Giggs Hill Green is a triangular park in Thames Ditton bordered on one side by the Portsmouth Road which has, since 1833, contained as a major part of it, the village's cricket green.

Previously part of the waste (unproductive land) with a high subsoil of clay, gravel and flint belonging to the manor of Kingston, the 8 acre of Giggs Hill Green were purchased in 1901 for £250 by Esher and Dittons Urban District Council.

Giggs Hill Green (Panoramic view)

==Etymology==
The mystery of Giggs Hill Green is that there is no hill. The Green has had several different spellings over the centuries. In the 15th and 16th centuries, it was known as 'Le Gighill', 'Gyghyll', the 'lane called Gyghill' and 'Giggehill'. In Middle English, 'gigge' means a whirling thing, so perhaps a maypole was implied.

==Highwaymen==

Horace Walpole, resident in Twickenham, wrote of the dangers of the Portsmouth Road in 1784:

But here is a worse calamity; one is never safe by day or night: Mrs Walsingham, who has bought your brother's late house at Ditton, was robbed a few days ago in the high road, within a mile of home, at seven in the evening.

By 'Mrs Walsingham', Walpole was referring to the mother of Hon. Charlotte Boyle Walsingham who constructed her mansion farmhouse, Boyle Farm, which has been turned into The Home of Compassion at the far end of the village centre by the Thames.

Portsmouth Road and the surrounding commons were notoriously dangerous.

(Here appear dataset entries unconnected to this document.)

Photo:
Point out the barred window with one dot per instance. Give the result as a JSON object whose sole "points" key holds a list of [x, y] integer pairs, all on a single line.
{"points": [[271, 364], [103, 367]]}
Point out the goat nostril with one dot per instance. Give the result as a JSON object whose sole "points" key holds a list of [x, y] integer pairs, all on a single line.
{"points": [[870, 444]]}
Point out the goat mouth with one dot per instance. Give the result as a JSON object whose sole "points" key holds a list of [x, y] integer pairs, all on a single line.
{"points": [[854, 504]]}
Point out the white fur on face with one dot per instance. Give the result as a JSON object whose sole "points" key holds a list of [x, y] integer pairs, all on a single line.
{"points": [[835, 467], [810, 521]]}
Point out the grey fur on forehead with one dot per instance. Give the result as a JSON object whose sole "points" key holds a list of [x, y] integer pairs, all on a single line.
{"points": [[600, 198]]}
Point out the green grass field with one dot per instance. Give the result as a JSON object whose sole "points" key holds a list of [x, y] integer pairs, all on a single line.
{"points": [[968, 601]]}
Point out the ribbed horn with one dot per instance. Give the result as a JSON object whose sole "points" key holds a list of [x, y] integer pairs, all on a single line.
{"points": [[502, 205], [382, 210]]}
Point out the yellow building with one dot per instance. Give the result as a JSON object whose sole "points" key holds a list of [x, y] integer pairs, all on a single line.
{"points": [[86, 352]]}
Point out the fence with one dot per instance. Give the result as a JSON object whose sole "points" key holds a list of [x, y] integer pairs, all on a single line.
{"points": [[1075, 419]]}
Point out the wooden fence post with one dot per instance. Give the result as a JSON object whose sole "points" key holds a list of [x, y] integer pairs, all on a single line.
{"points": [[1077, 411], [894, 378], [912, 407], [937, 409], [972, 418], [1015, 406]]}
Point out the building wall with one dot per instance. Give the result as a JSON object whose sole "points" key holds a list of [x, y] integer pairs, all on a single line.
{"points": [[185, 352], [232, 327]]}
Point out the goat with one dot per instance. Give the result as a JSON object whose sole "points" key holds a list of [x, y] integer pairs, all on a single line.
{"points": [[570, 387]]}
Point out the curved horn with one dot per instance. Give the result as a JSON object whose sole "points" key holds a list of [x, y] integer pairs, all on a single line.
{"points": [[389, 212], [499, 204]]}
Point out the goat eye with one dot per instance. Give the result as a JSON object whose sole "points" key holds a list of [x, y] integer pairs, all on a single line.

There was the serious risk of both footpads (i.e. unmounted robbers) and highwaymen. Tom Waters, Jerry Abershawe, Evan Evans, William Hawke and Thomas Banks were all hanged in the 17th/18th centuries for banditry on the Portsmouth Road.

==History of cricket on the green==
William IV was on the throne when the first recorded cricket match took place on Giggs Hill Green. The year was 1833, and a Ditton side played against the gentleman of Richmond and Brentford. The result was never recorded nor the names of the players who took part, but the beer was only two pence a pint. At this time the club operated from the local inn, 'The Angel', which still overlooks the Green.

The club prospered and by 1877 began to look to travel further afield in search of opponents. A coach and horses was hired to take a team to play Englefield Green with an entertainer on board for the journey. Cash was in short supply, one match was brought to an abrupt end when the ball was hit under the front of a passing steamroller.

Having had his window broken by the ball, the owner of Dorset Lodge, which also overlooks the Green, offered the Club one pound for every ball hit there from that moment on.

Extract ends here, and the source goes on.